There’s a whoooole wall of text explaining the fundamentals of rating systems and matchmaking systems, as well as a report covering other basics and more detailed jargon.
Right, so I figured I’ll write another wall of text (for real this time), by explaining rating systems and the fallacy of presuming only more people can speed up queue times.
History
Games tend to use the chess rating systems as a basis for their own adaptions. What a rating system is, is a mathematical formula, with the philosophical purpose of attaching a number that represents a person’s skill, to the person.
This means that everyone has a rating that represents a person’s hypothetical “tr…
https://www.microsoft.com/en-us/research/wp-content/uploads/2006/10/Game-Developer-Feature-Article-Graepel-Herbrich.pdf
You don’t need to try to obfuscate it with your platitudes and meaningless speculations.
Check out his reports too. (i.e. Mark Glickman’s)
Onigari:
Ok I’ll do you a favor and streamline it.
With the constant manipulation of metrics and rating ranges, admins of a rating system can inflate or deflate the rating pool at will.
With the use of rating ranges in matchmaking in this game in particular, and how it starts off limited to a predefined range when you first queue and then expands the search parameters the longer you stay in the queue, it means the amount of these ranges in total in the rating system and how long it takes for the search parameters to expand decides how quick the queue is.
Regardless of how many people are queuing.
For example, let’s say you have 20 different rating ranges. But due to the average wait time taking precedence, and the queue isn’t optimized for the player pool, the wait time then increases. Cut that down in half to 10 rating ranges, it means it’ll go faster.
So long queue times is because the system isn’t calibrated as it should be for the player pool size.
The only way more players helps this, is if the system is calibrated for a larger player pool size. But that doesn’t mean more players = faster queues, it means the calibration of it is what decides the speed.
The more rating ranges in the matchmaking (no, that does not mean the ranges for the titles, it means the ranges used for matchmaking which tend to be much smaller in sizes), the more average the skill level of each matchup will be. In other words, it’ll become more “fair” in terms of chance to win. But it needs more and more players, because each added rating range in the matchmaking takes longer time in the matchmaking process.

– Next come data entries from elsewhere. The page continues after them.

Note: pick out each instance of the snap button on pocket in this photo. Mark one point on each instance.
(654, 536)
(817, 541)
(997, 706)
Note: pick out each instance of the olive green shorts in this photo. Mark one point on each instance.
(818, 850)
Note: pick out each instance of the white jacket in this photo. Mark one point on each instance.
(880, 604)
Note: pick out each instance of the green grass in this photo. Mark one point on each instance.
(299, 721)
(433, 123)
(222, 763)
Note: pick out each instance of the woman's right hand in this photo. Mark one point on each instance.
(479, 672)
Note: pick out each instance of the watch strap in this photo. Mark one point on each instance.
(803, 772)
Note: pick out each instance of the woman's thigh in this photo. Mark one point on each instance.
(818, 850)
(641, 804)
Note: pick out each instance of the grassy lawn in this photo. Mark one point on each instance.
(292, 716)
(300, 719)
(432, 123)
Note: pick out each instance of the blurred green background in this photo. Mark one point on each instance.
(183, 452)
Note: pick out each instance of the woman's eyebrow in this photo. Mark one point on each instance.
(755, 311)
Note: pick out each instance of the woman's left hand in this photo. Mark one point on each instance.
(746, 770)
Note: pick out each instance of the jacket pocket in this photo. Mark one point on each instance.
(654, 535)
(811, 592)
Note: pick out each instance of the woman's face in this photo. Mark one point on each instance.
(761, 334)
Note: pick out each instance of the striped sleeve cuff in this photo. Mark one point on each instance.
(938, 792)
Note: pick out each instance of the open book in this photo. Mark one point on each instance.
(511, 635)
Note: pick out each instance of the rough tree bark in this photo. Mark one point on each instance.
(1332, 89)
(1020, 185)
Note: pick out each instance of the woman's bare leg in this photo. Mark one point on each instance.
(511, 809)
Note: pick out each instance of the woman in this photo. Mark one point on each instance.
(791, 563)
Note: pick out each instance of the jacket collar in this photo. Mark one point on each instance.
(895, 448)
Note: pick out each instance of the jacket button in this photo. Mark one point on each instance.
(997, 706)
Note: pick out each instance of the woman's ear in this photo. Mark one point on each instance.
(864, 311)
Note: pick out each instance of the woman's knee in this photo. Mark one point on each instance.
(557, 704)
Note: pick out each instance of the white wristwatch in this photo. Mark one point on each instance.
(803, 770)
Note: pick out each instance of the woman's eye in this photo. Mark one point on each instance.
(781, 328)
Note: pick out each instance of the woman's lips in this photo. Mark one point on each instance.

While fewer rating ranges in the matchmaking process, it means there’ll be a larger difference of skill and a more unbalanced chance to win in the matchups, but it’ll go faster in the matchmaking process which is better for fewer players.
Onigari:
(The accessibility of hosting services also affects the matchmaking speed btw, but that kinda goes without saying. Can’t matchmake if there’s no room on a server to host it after all, so the server configuration might have its own queue at times as well.)